Delegation aus Rheinsberg zu Gast in Ascheberg und Herbern
Ascheberg/Herbern. Eine Delegation aus der Partnerstadt Rheinsberg ist noch bis zum heutigen Mittag (19. April) in der Gemeinde Ascheberg zu Besuch. Im Mittelpunkt des Aufenthalts stand und steht der Austausch zwischen den Kommunen sowie das Kennenlernen lokaler Einrichtungen und des Gemeindelebens.

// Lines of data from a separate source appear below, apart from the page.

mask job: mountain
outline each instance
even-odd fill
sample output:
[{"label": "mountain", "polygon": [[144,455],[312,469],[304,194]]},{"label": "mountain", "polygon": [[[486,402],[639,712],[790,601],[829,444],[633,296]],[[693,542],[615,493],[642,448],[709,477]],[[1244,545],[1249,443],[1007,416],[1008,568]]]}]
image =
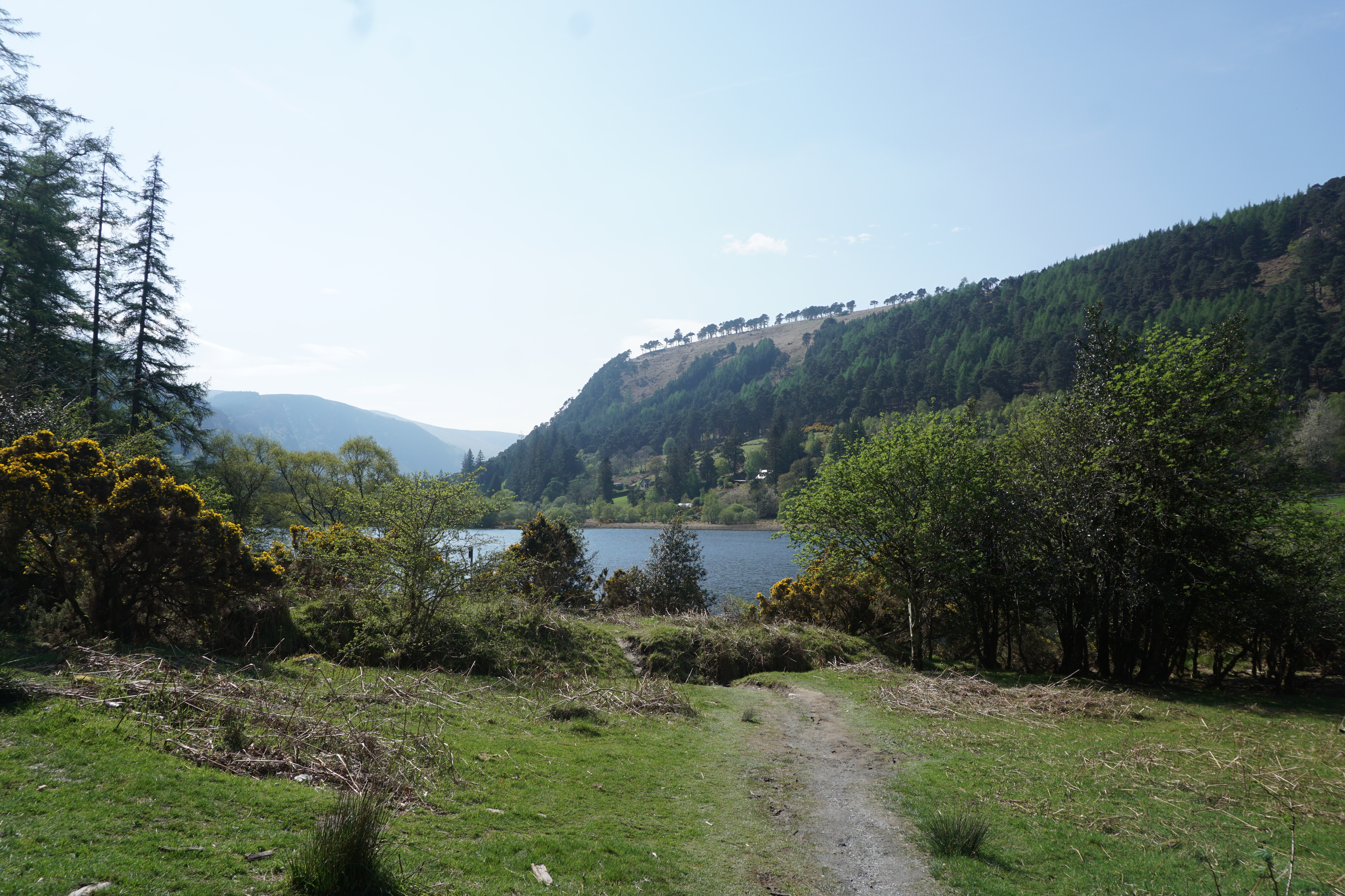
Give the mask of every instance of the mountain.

Organisiert und begleitet wird das Programm maßgeblich von Heinz Reher und Ewald Gausepohl.
Bereits am Freitag (17. April 2026) trafen die Gäste mit: Silke Peitsch und Joachim Tillner, Petra und Günter Steffens am späten Nachmittag in Herbern ein. Ein Begrüßungskomitee rund um Heinz und Annette Reher, Heinz Ringelkamp, Reinhard Hartwig und Ewald Gausepohl hieß die Delegation herzlich willkommen, bevor es zu einem ersten Dorfrundgang ging. Dabei erhielten die Rheinsberger Einblicke in zentrale Einrichtungen wie die Aula, ein Altenheim sowie die Sportanlage am Siepen mit Kunstrasenplatz. Den gelungenen Auftakt bildete ein geselliges Beisammensein mit Grillabend bei Familie Gausepohl.
Der Samstag (18. April 2026) stand ganz im Zeichen von Kultur und Austausch. Am Vormittag besichtigte die Gruppe den Kirchturm der St. Lambertus Kirche unter fachkundiger Führung. Im Anschluss folgte ein Treffen mit Vertretern des Marketings der Gemeinde sowie ein gemeinsamer Rundgang durch Ascheberg.
Am Nachmittag wurde das Programm kurzfristig erweitert: Die Gäste erhielten bei der Feuerwehr in Herbern Einblicke in die Arbeit der Einsatzkräfte – verbunden mit einem gemeinsamen Kaffeetrinken. Der Tag klang am Abend bei einem gemeinsamen Essen im Gasthof Deitermann aus.
Am heutigen Sonntag (19. April 2026) bildet ein besonderes Highlight den Abschluss des Besuchs: eine Führung durch das Schloss Westerwinkel, bei der die Rheinsberger die historischen Innenräume kennenlernen dürfen. Geführt werden die Gäste persönlich vom Grafen von Merveldt.
Der Besuch unterstreicht einmal mehr die lebendige Städtepartnerschaft zwischen Rheinsberg und Ascheberg. Neben offiziellen Programmpunkten standen vor allem persönliche Begegnungen und der freundschaftliche Austausch im Vordergrund. Das sind beste Voraussetzungen für eine weiterhin enge Verbindung zwischen beiden Kommunen.
Die Delegation aus Rheinsberg war am Freitag auch zu einer Stippvisite bei den Herberner Lokalnachrichten zu Gast.